Em defesa da literatura como arte, Leyla utiliza termos interessantes no calor da discussão, que partem dela mesma ou de citações de críticos renomados. Os termos variam minimamente no significado, afinal, o que ela quer mesmo é qualificar a literatura que vale a pena ser lida pelo que há de qualidade estética, publicada ao longo dos séculos: alta literatura; grande literatura; boa literatura, literatura literária; literatura da alta modernidade; literatura do adeus; literatura de ficção; literatura exigente.

Ela está falando de uma mesma literatura, com um tipo específico de linguagem que a define como arte. Ou seja, para cada termo utilizado há outras formas literárias sendo excluídas, como a de Paulo Coelho, Sidney Sheldon, John Grishman.

Além disso, Leyla cria particularidades interessantes para mostrar a riqueza de diversidade de seu objeto e a dificuldade que é separar joio do trigo: literatura difícil (alta literatura), literatura séria (a boa literatura que ganha prêmios) e literatura de entretenimento (“best-sellers sentimentais e/ou eróticos, a ficção fantástica com alta população de vampiros e de magos, a narrativa policial estereotipada”).

Neste momento, em outras palavras, ela quer dizer que não exclui do bojo da literatura os outros produtos de baixa qualidade estética, mas que eles não devem reivindicar mais que o título de “romance para consumo de grande público: policiais, sentimentais, fantasiosos, psicografados, autoajuda.”

Brasileiros

Que autores contemporâneos são exemplos da alta literatura e que tipo de narração fazem?
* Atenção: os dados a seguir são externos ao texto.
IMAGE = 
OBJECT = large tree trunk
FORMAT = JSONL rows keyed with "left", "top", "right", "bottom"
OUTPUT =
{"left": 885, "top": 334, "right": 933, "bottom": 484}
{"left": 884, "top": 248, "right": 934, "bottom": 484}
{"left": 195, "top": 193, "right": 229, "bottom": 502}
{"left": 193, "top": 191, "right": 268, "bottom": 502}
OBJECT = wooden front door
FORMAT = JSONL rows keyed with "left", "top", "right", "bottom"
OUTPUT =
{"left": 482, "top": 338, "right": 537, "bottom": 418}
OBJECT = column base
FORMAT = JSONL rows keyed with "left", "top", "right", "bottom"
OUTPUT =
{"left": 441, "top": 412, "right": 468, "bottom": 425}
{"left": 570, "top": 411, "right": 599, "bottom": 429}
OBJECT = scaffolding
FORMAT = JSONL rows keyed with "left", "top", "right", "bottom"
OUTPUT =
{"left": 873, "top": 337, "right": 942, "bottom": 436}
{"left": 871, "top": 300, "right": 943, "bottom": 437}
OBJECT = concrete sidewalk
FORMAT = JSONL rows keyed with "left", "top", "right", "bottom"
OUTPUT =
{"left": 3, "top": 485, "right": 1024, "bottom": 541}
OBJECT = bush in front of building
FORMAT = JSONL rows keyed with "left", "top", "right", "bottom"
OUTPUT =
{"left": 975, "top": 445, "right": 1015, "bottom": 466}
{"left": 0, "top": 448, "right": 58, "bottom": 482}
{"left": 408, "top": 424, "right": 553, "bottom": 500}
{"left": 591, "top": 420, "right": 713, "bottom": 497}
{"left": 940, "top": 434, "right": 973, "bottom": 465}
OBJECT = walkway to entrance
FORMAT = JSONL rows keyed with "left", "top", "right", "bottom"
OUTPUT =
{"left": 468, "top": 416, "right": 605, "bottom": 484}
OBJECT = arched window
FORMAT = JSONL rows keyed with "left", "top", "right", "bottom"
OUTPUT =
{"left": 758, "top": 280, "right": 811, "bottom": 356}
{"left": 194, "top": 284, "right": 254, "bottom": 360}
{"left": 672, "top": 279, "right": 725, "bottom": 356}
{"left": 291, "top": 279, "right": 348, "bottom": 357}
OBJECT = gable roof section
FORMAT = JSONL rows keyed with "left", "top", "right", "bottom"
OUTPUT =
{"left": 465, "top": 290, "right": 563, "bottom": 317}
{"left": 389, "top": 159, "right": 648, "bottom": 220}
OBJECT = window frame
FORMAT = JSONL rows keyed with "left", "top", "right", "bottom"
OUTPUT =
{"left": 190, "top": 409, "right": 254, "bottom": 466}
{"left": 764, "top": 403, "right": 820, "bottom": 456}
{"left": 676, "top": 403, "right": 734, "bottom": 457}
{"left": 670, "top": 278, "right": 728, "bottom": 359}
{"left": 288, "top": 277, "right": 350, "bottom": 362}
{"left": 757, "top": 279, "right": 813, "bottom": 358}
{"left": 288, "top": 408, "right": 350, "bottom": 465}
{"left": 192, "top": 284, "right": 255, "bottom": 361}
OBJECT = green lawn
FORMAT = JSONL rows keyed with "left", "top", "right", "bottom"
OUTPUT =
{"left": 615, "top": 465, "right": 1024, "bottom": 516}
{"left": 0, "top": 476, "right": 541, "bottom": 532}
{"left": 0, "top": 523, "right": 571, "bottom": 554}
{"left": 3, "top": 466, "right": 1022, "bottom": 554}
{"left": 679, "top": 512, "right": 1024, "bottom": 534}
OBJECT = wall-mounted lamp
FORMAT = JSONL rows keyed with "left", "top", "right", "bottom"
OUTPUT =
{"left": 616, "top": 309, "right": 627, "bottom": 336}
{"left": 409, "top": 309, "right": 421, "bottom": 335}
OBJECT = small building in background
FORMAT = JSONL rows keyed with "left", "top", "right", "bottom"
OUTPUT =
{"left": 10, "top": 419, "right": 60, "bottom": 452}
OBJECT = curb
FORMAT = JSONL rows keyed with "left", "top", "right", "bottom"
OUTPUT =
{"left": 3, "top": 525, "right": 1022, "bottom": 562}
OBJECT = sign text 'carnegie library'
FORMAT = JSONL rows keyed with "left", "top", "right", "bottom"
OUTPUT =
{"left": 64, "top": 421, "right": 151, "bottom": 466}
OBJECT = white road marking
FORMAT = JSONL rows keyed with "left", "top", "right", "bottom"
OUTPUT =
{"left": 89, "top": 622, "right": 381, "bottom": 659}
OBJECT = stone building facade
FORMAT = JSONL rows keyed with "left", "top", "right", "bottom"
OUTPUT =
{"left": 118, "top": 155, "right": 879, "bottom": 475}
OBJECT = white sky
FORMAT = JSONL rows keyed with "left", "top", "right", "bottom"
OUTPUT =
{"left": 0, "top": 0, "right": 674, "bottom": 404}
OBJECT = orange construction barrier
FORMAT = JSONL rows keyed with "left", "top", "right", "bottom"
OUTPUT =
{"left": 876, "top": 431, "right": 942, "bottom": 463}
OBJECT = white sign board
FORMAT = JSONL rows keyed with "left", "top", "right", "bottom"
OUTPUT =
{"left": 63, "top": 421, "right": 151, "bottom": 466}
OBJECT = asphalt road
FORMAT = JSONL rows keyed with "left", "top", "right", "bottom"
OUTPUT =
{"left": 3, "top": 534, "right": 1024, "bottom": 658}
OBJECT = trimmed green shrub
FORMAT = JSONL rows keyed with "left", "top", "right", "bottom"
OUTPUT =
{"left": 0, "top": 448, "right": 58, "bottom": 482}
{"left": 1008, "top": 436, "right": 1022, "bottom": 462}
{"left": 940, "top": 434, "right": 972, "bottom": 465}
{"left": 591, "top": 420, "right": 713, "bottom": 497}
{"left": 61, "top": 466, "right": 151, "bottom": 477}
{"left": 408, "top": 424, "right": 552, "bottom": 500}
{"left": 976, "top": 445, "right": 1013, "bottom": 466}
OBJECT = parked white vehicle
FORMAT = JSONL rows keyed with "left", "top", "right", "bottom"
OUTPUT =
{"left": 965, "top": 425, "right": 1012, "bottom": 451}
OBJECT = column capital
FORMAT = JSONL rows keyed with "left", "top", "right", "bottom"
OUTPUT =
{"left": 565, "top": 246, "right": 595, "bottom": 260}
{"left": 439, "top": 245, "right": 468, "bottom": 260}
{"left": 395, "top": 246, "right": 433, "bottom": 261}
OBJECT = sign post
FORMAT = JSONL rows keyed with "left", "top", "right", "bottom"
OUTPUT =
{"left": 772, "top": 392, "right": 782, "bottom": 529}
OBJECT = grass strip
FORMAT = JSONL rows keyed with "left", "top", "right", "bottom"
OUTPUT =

São muitos nomes estrangeiros e brasileiros, de acordo com as características de cada grupo.

Entre os autores que dão ênfase para a metaficção (ou seja, intertextualidade, que se constrói nos entrefios das citações da tradição, da literatura anterior) estão o espanhol Enrique Vila-Matas, o francês Michel Houellebecq e o brasileiro Ricardo Lísias.

Quando o assunto é autor brasileiro que desponta pela qualidade no século XXI, dois nomes vêm na comissão de frente: Ricardo Lísias e Bernardo Carvalho. Só depois aparecem outros autores na específica categoria de “literatura exigente”, o que não é pouca coisa, uma vez que, ao meu ver, a autora quis dizer com esse termo a corrente que substitui a antiga denominação “alta literatura”.

Ou seja, “literatura exigente” é a alta literatura do século XXI. Essa corrente é composta de autores que prolongam “a experimentação praticada na alta modernidade sem, no entanto, repeti-la.” A literatura exigente, diz Leyla, “já assimilou as conquistas do século passado. Seus autores não se conformam com os limites genéricos anteriores à modernidade, mesclam todos os gêneros livremente.”

Entre os brasileiros inseridos nessa categoria, além de Lísias e Carvalho, estão nomes como Carlos de Brito e Mello, André Queiroz, Julián Fuks, Evando Nascimento, Alberto Martins e Nuno Ramos.

A leitura de Mutações da literatura no século XXI é uma grande lição, mas também uma viagem prazerosa. O nível de pesquisa e de leitura da autora é incomum. É um grande diálogo e um chamamento. O livro de Leyla realmente amplia os horizontes do leitor, e certamente, como a literatura, confere mais qualidade na vida de quem lê.